Le 20/07/2012 dans Actualités
Spécial “réforme de l'État”

Halte au court-termisme !

© Vincent Baillais

© Vincent Baillais

Que l'État garde sa vision à long terme. Telle est la deuxième proposition de la série d'Acteurs publics sur les 20 mesures urgentes à mettre en œuvre pour revigorer le fonctionnement de la sphère publique. Pour la commenter : Jean-Hervé Lorenzi (photo), président du Cercle des économistes.

“Je suis inquiet lorsque l’État perd sa capacité à avoir une vision de long terme.” Voilà ce que confiait en mai Jean-Louis Beffa, président d’honneur de Saint-Gobain et proche de la nouvelle majorité, à Acteurs publics. Soumis à la pression médiatique, les responsables politiques travaillent de plus en plus souvent dans l’urgence et l’horizon d’action des administrations s’en ressent. L’un des effets les plus visibles de cette politique de l’immédiateté est la multiplication des textes de loi. La sécurité, à elle seule, a vu 8 lois votées en dix ans au rythme des faits divers qui ont secoué l’opinion. Il est temps de mettre un terme à cette “inflation législative” qui alourdit le fonctionnement de l’État et paralyse l’action publique.

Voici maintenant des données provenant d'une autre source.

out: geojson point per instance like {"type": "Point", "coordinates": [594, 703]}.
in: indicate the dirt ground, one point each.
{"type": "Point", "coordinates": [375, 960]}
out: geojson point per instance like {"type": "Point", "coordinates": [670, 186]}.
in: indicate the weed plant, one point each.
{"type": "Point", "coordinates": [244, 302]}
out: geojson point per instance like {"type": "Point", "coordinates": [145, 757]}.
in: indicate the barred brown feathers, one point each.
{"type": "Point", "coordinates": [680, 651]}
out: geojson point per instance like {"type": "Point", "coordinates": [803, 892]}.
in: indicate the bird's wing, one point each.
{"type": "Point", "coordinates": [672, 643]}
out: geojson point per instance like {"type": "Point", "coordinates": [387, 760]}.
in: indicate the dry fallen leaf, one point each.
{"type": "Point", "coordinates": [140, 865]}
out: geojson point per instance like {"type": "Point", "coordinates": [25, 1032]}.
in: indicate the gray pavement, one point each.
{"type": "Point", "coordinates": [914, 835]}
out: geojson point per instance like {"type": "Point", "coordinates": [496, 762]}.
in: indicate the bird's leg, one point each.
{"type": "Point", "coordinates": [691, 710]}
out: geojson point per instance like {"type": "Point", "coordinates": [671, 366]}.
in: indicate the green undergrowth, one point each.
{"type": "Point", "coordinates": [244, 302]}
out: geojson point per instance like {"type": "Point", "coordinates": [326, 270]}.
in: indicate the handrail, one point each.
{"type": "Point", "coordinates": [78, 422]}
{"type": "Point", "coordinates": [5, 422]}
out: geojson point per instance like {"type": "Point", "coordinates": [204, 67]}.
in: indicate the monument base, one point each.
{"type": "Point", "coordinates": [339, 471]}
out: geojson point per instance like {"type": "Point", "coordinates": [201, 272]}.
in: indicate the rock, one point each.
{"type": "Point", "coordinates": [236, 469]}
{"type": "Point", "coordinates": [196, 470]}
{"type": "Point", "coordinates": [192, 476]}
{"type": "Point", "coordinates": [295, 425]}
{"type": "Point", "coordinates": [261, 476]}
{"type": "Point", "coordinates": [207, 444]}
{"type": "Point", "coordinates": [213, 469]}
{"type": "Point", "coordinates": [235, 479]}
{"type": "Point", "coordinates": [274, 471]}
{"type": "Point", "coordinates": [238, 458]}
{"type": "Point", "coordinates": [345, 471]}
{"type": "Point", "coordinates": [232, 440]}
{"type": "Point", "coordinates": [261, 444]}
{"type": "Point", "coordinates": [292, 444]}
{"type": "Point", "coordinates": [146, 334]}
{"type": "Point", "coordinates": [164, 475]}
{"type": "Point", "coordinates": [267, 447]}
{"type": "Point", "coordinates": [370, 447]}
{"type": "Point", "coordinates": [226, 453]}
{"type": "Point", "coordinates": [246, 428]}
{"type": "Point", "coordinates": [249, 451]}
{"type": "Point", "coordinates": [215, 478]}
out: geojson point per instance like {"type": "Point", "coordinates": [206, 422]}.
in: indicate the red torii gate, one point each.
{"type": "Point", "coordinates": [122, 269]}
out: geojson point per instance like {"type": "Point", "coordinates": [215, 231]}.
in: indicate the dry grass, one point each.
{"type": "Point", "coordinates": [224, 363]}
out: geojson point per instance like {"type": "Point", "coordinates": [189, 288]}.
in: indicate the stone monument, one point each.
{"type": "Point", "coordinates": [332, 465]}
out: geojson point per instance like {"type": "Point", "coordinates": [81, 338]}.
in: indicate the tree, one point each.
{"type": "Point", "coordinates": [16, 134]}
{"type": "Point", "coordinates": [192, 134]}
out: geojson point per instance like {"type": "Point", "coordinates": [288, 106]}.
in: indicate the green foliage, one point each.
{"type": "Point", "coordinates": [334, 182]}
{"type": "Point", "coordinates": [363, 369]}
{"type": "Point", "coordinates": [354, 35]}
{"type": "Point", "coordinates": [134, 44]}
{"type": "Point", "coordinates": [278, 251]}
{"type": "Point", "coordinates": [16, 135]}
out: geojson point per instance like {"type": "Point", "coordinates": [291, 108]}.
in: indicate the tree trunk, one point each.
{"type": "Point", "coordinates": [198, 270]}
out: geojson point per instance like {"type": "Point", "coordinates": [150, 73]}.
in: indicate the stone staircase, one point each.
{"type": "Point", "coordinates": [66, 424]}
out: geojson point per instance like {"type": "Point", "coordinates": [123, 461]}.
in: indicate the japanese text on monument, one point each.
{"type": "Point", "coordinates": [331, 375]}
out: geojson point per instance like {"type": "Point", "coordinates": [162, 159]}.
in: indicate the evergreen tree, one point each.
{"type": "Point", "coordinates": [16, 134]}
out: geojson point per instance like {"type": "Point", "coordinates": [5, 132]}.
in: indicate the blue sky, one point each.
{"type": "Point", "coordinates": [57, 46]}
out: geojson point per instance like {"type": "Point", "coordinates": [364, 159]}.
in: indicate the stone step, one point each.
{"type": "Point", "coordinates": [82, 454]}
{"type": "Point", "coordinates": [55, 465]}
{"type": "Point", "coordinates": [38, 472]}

Sortir de ce piège est à la fois simple sur le papier et très compliqué dans la pratique. Le temps politique ne peut s’affranchir totalement du temps médiatique et les politiques, qu’ils soient ministres ou élus locaux, veulent des résultats rapides et médiatisés. Quelques règles pourraient toutefois limiter les changements de pied incessants, par exemple via un durcissement des conditions de modification d’une loi votée au cours du même quinquennat ou en donnant un poids juridique plus contraignant aux études d’impact préalables aux annonces de réformes. Le lancement d’expérimentations locales pour “tester” certaines mesures avant de les étendre sur l’ensemble du territoire éviterait aussi les déconvenues. Mais par-delà ces dispositifs juridiques, inscrire les politiques publiques dans le long terme est avant tout affaire de volonté.

 

“Transformer l’épargne de court terme en épargne de long terme”
Jean-Hervé Lorenzi, président du Cercle des économistes

“Je suis persuadé que nous devons adopter des perspectives de long terme dans tous les sujets, notamment pour l’épargne. Ce thème, pourtant prioritaire, reste malheureusement assez absent des débats. À l’échelle mondiale, durant ces deux dernières décennies, l’épargne existante a été largement supérieure à l’investissement nécessaire à l’évolution de notre système productif. Or cette tendance va vraisemblablement s’inverser, tout simplement parce que l’augmentation de la consommation, dans les pays de l’OCDE, va limiter leur épargne et leurs besoins en infrastructures les conduiront à concentrer cette épargne disponible sur ce sujet. Par ailleurs, nous devons faire face à une réelle aversion pour l’épargne de long terme dans nos sociétés vieillissantes. En effet, le vieillissement fonctionne comme un obstacle psychologique à l’épargne de long terme.
L’un des enjeux majeurs de notre époque consiste à canaliser une épargne toujours aussi importante, mais qui est aujourd’hui essentiellement à moyen ou à court termes. Il nous faut pour cela dresser un tableau précis des besoins à venir. Il serait souhaitable que l’épargne de court terme soit naturellement transformée en épargne de long terme car elle est nécessaire à l’économie française en permettant de favoriser les investissements à long terme. L’environnement macroéconomique dans lequel nous évoluons est extrêmement complexe. Cependant, cela ne doit pas nous empêcher de nous rappeler que nous disposons d’atouts indéniables. Engageons-nous dans la recherche d’une garantie fiable de l’investissement de long terme !”

Les administrations concernées
- Le secrétariat général du gouvernement
- L’Assemblée nationale et le Sénat
- Le Conseil économique, social et environnemental

Ce qui existe déjà
Depuis septembre 2009, tout projet de loi déposé par le gouvernement au Parlement doit être accompagné d’une étude d’impact qui expose les objectifs, le coût et les effets attendus des mesures. Avantage : les administrations sont forcées de justifier leurs propositions avec des données précises. Défaut : les études d’impact sont trop souvent bâclées et partielles.